Then it was his turn.  He stood before the gate, his handcart behind him and the crackling blue filling the world before him.  He stopped, overcome with fear, his body baulking at moving forwards.  He felt a soft push and the voice of the guard.  “Come on, walk.  Don’t make me throw you through there!”    A breathe, a sigh, a step, and the blue overcame him.

Part Two

The tower looked out over the surrounding mountains.  Three huge peaks jutted out, rising over the surrounding ranges that encircled the mountain on which the tower stood.   High Protector Jered stared out of his high window feeling the bite of the cold thin air as he looked out.  Behind him the council awaited his decision.

“So, the strangers continue to arrive.  Their settlements are restricted to the three fingers and they have yet to cross the mountains.  He turned to the council.

“We would be foolish to ignore their presence, but equally foolish to try and attack across the mountains.  From what we do know, they have few resources, little organisation and no army.  All that can change in time, but the geography of the land will not.  The three fingers are well protected.  Mountains stop overland travel, along with the jungle before them.  Sea travel is treacherous there; the coast there is surrounded by reefs, easily passed over by fishing boats but not by anything large enough to serve a military purpose.”

“We are at an impasse, Nobles of the Council.  They are too weak to even contemplate coming across and near our lands, but they are too well protected for us to mount a successful assault.  I caution against an attack at this point.  We do not know if they are enemies or potential allies against the Teskim.  What I do suggest is sending our own spies in.  Let us find out who they are.  What they are doing here, what they want.”

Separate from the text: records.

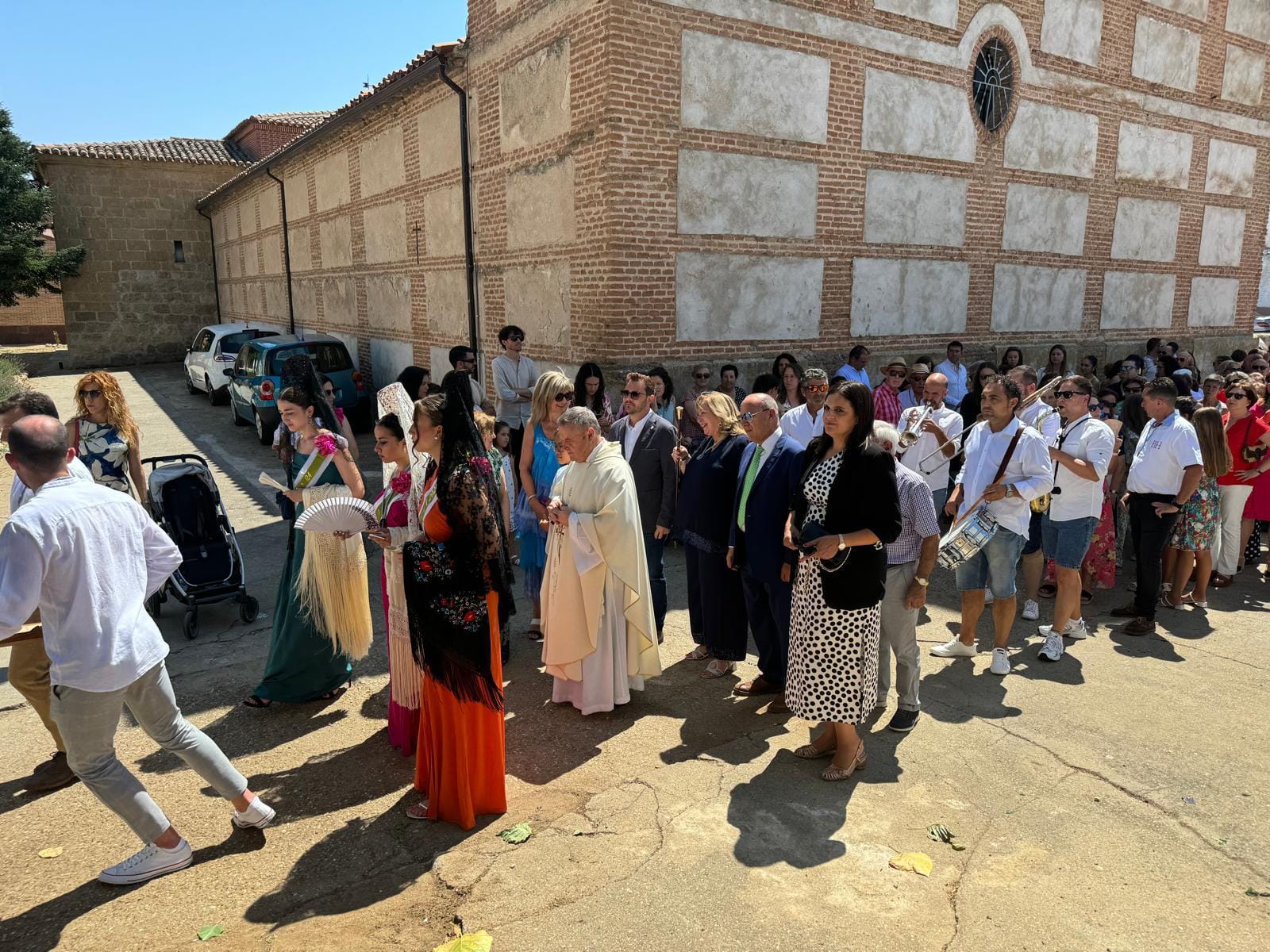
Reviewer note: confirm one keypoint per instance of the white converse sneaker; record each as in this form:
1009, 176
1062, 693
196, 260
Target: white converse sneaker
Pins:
150, 862
1000, 662
258, 814
1053, 647
954, 649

“High Protector, you leave an option out.  Why not approach the Guild of High Magics?”

Jered remained still, his eyes impassive, his face calm.  “The High Mages have been asked for assistance.  They refuse to act unless we can prove that they are allied to the Teskim or are an imminent danger to the Conglomerate.  They fear becoming involved in territorial military battles.  As long as the Conglomerate and Merchant Houses are not threatened, they preach caution.  We are on our own, the military forces of the Conglomerate, together with the resources of the Merchant Houses, must deal with this until we can prove they are a threat and not an ally or potential trading partner.”

***

Gorun Tipe was the most undistinguishable looking man that Jered had ever seen.  He was medium height, had a plain face with brown eyes, weathered skin and was balding.  He dressed in plain, ordinary brown clothing, like any of the hundreds of commoners that walked the streets.  Yet he had been sent as being the best scout and assassin they had,  

“The assignment sounds simple, though it is likely to be more difficult than you expect.  A ship will take you as close to their settlements as they can do so undetected.  You will land in a small boat and gather as much information as you can.  Find out who they are, what they want here.  Report back when you can.”

Jered leaned back, looking at the non-descript man, waiting for a response.  

“How long, Sir?”

“You stay, until you know, either for woe or weal, where we stand with these strangers.  You can communicate at will.  At least the High Mages were willing to give us that much help.”  He passed across a plain looking headband, one which many a traveller might wear.  “Just wear it and you can talk to us.”
A small nod and Gorun reached out taking the headband.  “Yes, Sir.  Anything else I need to know?  Will there be anyone else that I can contact there or am I alone?”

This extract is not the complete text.